Explanation: Concave mirror forms a virtual, erect and enlarged image of an object when the object is placed between the pole and focus of the mirror.

Q.3 Where should an object be placed in front of a convex lens to get a real image of the size of the object?

(a) At the principle focus of the lens
(b) At twice the focal length
(c) At infinity
(d) Between the optical centre of the lens and its principle focus.

Ans-

The correct option is (b).

Explanation: On placing the object at a distance twice of the focal length (at centre of curvature) in front of a convex lens, the image is formed at the centre of curvature on the other side of the lens. This image is real, inverted, and of the same size as the object.

Q.4 A spherical mirror and a thin spherical lens have each a focal length of –15 cm. The mirror and the lens are likely to be

(a) both concave.
(b) both convex.
(c) the mirror is concave and the lens is convex.
(d) the mirror is convex and the lens is concave.

Ans-

The correct option is (a).
Explanation: As per sign convention, the focal length of a concave mirror and a concave lens are considered as negative.

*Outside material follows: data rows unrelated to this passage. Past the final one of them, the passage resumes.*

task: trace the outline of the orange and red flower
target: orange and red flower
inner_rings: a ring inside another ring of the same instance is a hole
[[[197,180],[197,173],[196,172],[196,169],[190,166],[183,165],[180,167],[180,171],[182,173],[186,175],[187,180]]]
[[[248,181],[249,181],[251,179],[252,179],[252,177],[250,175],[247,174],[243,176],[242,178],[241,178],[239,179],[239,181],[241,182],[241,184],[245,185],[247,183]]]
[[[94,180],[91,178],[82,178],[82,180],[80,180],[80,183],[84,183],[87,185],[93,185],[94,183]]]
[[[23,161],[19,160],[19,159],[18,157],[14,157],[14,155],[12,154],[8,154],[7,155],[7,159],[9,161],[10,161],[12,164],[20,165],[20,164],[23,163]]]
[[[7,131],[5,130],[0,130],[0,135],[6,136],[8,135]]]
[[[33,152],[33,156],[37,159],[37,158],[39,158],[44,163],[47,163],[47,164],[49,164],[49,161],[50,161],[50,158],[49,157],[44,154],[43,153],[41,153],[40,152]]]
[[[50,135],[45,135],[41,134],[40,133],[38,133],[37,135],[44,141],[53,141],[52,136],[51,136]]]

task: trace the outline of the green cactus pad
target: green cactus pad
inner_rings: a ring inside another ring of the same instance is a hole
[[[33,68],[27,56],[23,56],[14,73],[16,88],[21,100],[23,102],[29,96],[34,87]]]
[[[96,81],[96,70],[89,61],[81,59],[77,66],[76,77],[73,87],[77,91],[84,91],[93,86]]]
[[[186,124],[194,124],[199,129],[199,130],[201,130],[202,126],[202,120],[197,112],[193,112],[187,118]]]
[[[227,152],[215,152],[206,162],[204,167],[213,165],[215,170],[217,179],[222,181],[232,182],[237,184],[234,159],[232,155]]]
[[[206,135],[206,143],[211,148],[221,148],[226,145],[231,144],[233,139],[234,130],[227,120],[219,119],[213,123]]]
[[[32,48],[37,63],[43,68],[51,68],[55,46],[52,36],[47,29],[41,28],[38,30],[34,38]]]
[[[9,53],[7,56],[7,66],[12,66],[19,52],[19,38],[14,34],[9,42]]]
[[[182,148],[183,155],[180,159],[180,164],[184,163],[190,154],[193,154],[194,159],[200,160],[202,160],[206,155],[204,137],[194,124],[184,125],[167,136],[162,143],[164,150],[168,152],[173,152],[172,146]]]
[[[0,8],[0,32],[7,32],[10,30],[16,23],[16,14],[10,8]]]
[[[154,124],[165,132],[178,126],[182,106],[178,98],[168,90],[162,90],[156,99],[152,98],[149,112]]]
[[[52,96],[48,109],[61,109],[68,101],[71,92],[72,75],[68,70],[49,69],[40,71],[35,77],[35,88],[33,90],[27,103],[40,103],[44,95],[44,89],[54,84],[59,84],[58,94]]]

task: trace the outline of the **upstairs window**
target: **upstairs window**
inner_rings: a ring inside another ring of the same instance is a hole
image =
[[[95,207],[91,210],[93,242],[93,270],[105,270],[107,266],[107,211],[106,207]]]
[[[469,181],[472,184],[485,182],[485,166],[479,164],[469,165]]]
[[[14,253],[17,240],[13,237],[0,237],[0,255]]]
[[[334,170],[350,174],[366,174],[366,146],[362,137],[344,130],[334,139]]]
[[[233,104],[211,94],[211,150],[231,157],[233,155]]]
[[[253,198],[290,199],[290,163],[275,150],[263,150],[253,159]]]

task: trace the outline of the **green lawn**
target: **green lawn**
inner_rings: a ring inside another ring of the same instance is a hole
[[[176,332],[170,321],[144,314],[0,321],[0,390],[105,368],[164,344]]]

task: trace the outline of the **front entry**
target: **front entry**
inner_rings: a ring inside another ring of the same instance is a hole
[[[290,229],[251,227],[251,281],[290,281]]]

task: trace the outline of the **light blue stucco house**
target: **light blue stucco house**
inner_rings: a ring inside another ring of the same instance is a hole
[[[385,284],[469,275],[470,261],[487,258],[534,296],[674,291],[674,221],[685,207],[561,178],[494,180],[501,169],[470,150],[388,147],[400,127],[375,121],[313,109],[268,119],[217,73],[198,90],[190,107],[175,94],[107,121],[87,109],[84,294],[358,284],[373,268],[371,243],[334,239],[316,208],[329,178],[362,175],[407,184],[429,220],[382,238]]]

Q.5 No matter how far you stand from a mirror, your image appears erect. The mirror is likely to be-

(a) only plane.
(b) only concave.
(c) only convex.
(d) either plane or convex.

Ans-

The correct option is (d).
Explanation: A plane mirror always forms a virtual and erect image of same size as that of the object. In the same way, a convex mirror forms a virtual and erect image of smaller size of the object placed in front of it.

Q.6 Which of the following lenses would you prefer to use while reading small letters found in a dictionary?

(a) A convex lens of focal length 50 cm
(b) A concave lens of focal length of 50 cm
(c) A convex lens of focal length of 5 cm
(d) A concave lens of focal length 5 cm

Ans-

The correct option is (c).
Explanation: When a convex lens is placed between the radius of curvature and focal length, it forms magnified image of the given object. Moreover, magnification is more for convex lenses having shorter focal length.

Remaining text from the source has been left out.